HashiCorp Sentinel Policies 3rd Gen (Part 2 of 3)

Wang Poh Peng
4 min readFeb 14, 2023

How to write third-generation Sentinel Policies for Terraform (TF) Cloud

Disclaimer: this is a paid feature and offering of TF Cloud, hence information is scarce about Sentinel in the internet, hence I would like to do my part to help people to learn it easier.

Prerequisites:

  1. Terraform Cloud setup with a proper workspace for making infrastructure mocks
  2. Terraform Cloud central configuration to be set to point to a repository of Sentinel Policies

Example UI policy check upon a Terraform Plan run on the TF cloud

You may refer to some of the examples found in this repository

To start off, you need to create a repository to create mock data for testing infrastructure as code. For e.g an EBS Volume

resource "aws_ebs_volume" "example" {
availability_zone = "ap-southeast-1"
size = 40
encrypted = true

tags = {
managed_by = "mock_infra"
environment = "Staging"
Project = "EcsEc2"
}
}

With that, in a folder where the Terraform code is linked to a workspace, run terraform plan . A link will be generated from the Terminal to bring you to the TFC UI. With that, at the bottom left hand corner of the page’s “Plan Finished”, you would find a button called “Download Sentinel Mocks”

A tar file will be downloaded, the file looks something run-asdfasf123-sentinel-mocks.tar.gz. After we unzip the file, this is the file we need to look for: mock-tfplan-v2.sentinel

All sentinel policy checking is done against the plan data found in this file. We use this file to create pass and fail cases.

Writing the Sentinel Policy and its repository

First, we need to be the admin for TFC and set the sentinel policy checking to point to a repository.

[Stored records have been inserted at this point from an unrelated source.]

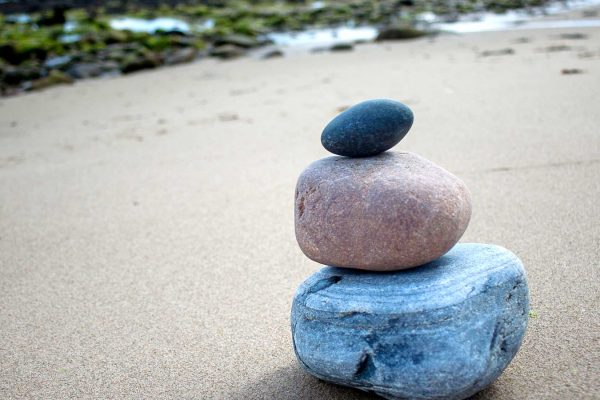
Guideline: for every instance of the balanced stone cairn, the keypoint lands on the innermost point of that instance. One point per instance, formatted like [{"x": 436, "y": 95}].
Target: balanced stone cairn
[{"x": 402, "y": 310}]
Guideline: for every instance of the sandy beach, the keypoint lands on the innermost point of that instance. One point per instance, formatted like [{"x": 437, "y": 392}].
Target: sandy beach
[{"x": 147, "y": 244}]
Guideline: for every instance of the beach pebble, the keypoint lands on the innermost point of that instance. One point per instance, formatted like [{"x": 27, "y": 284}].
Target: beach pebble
[
  {"x": 442, "y": 331},
  {"x": 368, "y": 128},
  {"x": 382, "y": 213}
]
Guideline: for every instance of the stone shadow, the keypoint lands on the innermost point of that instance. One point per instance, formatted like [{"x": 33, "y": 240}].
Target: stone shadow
[{"x": 293, "y": 383}]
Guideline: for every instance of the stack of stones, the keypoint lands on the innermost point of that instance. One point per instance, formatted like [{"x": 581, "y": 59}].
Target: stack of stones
[{"x": 402, "y": 310}]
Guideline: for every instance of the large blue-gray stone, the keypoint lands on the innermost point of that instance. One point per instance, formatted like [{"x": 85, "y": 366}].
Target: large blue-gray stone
[
  {"x": 445, "y": 330},
  {"x": 368, "y": 128}
]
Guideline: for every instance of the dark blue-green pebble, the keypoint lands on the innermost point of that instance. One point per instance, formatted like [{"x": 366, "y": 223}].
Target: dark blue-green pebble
[{"x": 368, "y": 128}]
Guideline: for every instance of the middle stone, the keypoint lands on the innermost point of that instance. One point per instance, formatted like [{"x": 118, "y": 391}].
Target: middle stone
[{"x": 382, "y": 213}]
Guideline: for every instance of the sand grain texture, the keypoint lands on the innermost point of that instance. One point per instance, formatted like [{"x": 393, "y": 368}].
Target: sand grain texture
[{"x": 147, "y": 244}]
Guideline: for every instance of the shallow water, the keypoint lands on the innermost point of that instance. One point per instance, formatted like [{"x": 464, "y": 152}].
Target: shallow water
[
  {"x": 150, "y": 25},
  {"x": 515, "y": 19}
]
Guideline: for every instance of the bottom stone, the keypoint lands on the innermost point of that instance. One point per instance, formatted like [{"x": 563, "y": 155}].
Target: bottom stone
[{"x": 444, "y": 330}]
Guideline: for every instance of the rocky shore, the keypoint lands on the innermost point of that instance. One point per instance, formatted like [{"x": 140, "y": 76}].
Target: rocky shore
[{"x": 59, "y": 45}]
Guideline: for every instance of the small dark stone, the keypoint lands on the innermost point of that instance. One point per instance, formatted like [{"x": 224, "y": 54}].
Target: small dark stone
[
  {"x": 573, "y": 36},
  {"x": 445, "y": 330},
  {"x": 342, "y": 47},
  {"x": 368, "y": 128},
  {"x": 272, "y": 54},
  {"x": 571, "y": 71},
  {"x": 245, "y": 42},
  {"x": 400, "y": 33},
  {"x": 59, "y": 62},
  {"x": 227, "y": 51}
]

This repository would then contain a main sentinel.hcl file. We can also clone this repository from https://github.com/hashicorp/learn-sentinel-policies

The repository structure consists of the main policies in the root directory and the main sentinel.hcl file to determine which policies to enforce and what enforcement level. Eg. below

policy "ebs-volume-must-be-encrypted" {
source = "./ebs-volume-must-be-encrypted.sentinel"
enforcement_level = "advisory"
}

We will need to add sentinel modules which provides helper functions in navigating through the Terraform Plan data:

module "tfplan-functions" {
source = "./common-functions/tfplan-functions/tfplan-functions.sentinel"
}

module "tfstate-functions" {
source = "./common-functions/tfstate-functions/tfstate-functions.sentinel"
}

module "tfconfig-functions" {
source = "./common-functions/tfconfig-functions/tfconfig-functions.sentinel"
}

module "aws-functions" {
source = "./aws-functions/aws-functions.sentinel"
}

Here I provide an example of enforcing the EBS volumes to be encrypted

ebs-volume-must-be-encrypted.sentinel

# This policy uses the Sentinel tfplan/v2 import to require that
# all EBS volumes should be encrypted

# Import common-functions/tfplan-functions/tfplan-functions.sentinel
# with alias "plan"
import "tfplan-functions" as plan

# Get all EBS Volumes
allEBSVolumes = plan.find_resources("aws_ebs_volume")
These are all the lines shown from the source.